Les taux d’émigration de certaines régions d’Europe vers Israël ont été élevés au cours des dernières décennies à la suite de la guerre en Ukraine, de la montée du populisme de droite et des violentes attaques antisémites perpétrées par des extrémistes musulmans et des néo-nazis. Mais certains participants à la conférence ont déclaré que la crise récente en Europe ébranlait le sentiment de sécurité que de nombreux Juifs européens associent à Israël.
« La démocratie est un élément très important dans nos vies, en particulier en tant que jeunes leaders, parce qu’on nous a prêché qu’il s’agissait d’un dogme très important », a déclaré à JTA Joelle Abaew, une adolescente juive allemande, membre du conseil international du groupe de jeunes BBYO. « Lorsque, surtout en tant que jeunes juifs, la plupart d’entre nous s’identifient à leur patrie en Israël et si nous ne voyons pas cette [démocratie forte] là-bas, nous pouvons nous poser des questions : S’agit-il de notre patrie, pouvons-nous nous identifier à ce qu’ils font ? »

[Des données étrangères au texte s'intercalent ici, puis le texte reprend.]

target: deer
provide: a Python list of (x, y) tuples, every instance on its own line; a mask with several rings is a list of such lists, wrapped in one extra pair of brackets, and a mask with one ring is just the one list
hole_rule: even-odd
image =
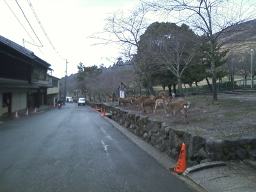
[(174, 92), (172, 92), (172, 97), (173, 99), (175, 97), (175, 96), (176, 96), (175, 93), (174, 93)]
[(161, 99), (157, 99), (156, 97), (155, 97), (154, 95), (151, 95), (150, 99), (152, 99), (153, 100), (154, 100), (155, 103), (156, 103), (155, 108), (154, 109), (154, 114), (155, 114), (156, 108), (157, 106), (160, 106), (161, 105), (163, 105), (164, 106), (165, 113), (166, 113), (166, 111), (167, 111), (166, 104), (170, 101), (170, 98), (172, 98), (172, 97), (170, 97), (170, 96), (169, 96), (169, 97), (163, 96)]
[(183, 124), (185, 123), (185, 119), (188, 122), (188, 109), (189, 107), (188, 102), (183, 99), (178, 99), (175, 101), (170, 101), (168, 103), (169, 111), (172, 113), (173, 123), (175, 121), (176, 112), (180, 111), (183, 115)]
[(140, 104), (141, 104), (141, 99), (140, 99), (140, 98), (136, 99), (132, 99), (132, 100), (131, 100), (131, 104), (132, 104), (132, 108), (133, 108), (134, 106), (139, 106), (138, 109), (140, 109)]
[(156, 102), (154, 100), (151, 99), (146, 99), (145, 100), (144, 100), (143, 101), (142, 101), (141, 106), (141, 108), (142, 108), (142, 113), (145, 113), (146, 114), (146, 108), (147, 106), (150, 106), (151, 108), (150, 111), (152, 111), (153, 113), (153, 108), (154, 106), (155, 106)]
[(124, 108), (125, 107), (125, 104), (127, 103), (131, 104), (131, 98), (124, 98), (124, 99), (122, 99), (122, 98), (118, 97), (118, 98), (116, 99), (116, 100), (119, 100), (120, 102), (123, 104)]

Jonathan Marcus, qui est actif dans plusieurs organisations juives à Berlin, a déclaré qu’il avait vu des personnes retourner d’Israël en Allemagne au cours des derniers mois « en raison du climat actuel », reflétant une tendance des Israéliens libéraux à envisager l’émigration en réponse à la crise. Il s’est également dit inquiet de la volonté de certains membres du gouvernement israélien de droite de faire avancer les questions religieuses, un discours plus souvent utilisé pour décrire les inquiétudes relatives à la pratique religieuse en Europe.
« Je m’inquiète à titre personnel : Que puis-je faire pour m’assurer que nous ne nous réveillerons pas dans un régime de mollahs juifs ? a déclaré Marcus. « Israël sera-t-il le lieu où vivent ma famille et mes amis, et fera-t-il partie de ma vie ? »

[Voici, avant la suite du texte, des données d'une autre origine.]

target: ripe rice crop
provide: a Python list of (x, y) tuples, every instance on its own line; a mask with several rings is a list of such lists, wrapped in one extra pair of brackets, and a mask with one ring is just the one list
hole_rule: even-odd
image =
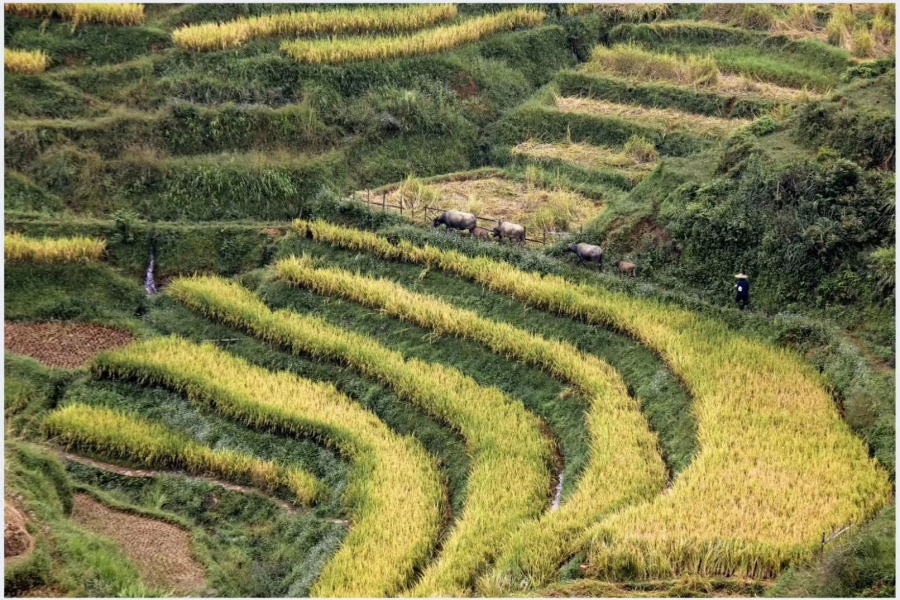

Namdar n’a pas été le seul à s’élever contre Chikli. Une manifestation semblable à celles qui ont eu lieu en Israël et dans la diaspora s’est déroulée à l’extérieur du lieu de la conférence, le Hilton Berlin. Dans la salle à manger de l’hôtel où Chikli devait s’exprimer, les invités de la conférence ont trouvé des tracts distribués clandestinement sur chaque table, annonçant que l’accueillir était « une gifle au visage de centaines de milliers d’Israéliens qui défendent la démocratie pour nous aussi ».
Alexander Oscar, président de Shalom, la principale organisation juive bulgare, a déclaré que lors des conférences précédentes auxquelles il avait assisté, il aurait été inouï de faire de telles déclarations à l’encontre de représentants du gouvernement israélien. Il a ajouté que, bien que de nombreux dirigeants européens ne soient pas citoyens israéliens, « nous avons tous nos familles en Israël et nous considérons l’État d’Israël comme notre patrie ».
« C’est la première fois que je vois cela dans des conférences avec d’autres pays, mais jamais avec l’État d’Israël », a déclaré Oscar. « Et cela me rend heureux, car cela montre qu’Israël est une démocratie et que sa société civile est forte. »
Les manifestations s’inscrivent dans le cadre d’un fossé grandissant que lui et d’autres communautés juives d’Europe centrale et orientale constatent à l’égard d’Israël.
« Au cours des dernières années, nous avons constaté que, de diverses manières, l’État d’Israël est plus enclin à soutenir les différents États d’Europe, en sacrifiant les intérêts des communautés juives locales », a déclaré Oscar. « Je parle en particulier de pays comme la Pologne, la Hongrie et la Bulgarie. La communauté juive locale se bat avec différents groupes, et même avec les autorités, pour empêcher la désinformation sur la Shoah et lutter contre l’antisémitisme. »
« Nous nous retrouvons donc dans une situation où l’État d’Israël ne défend pas les communautés juives dans des régions où, il y a encore cinq ou six ans, il aurait été impossible d’y penser », a-t-il ajouté.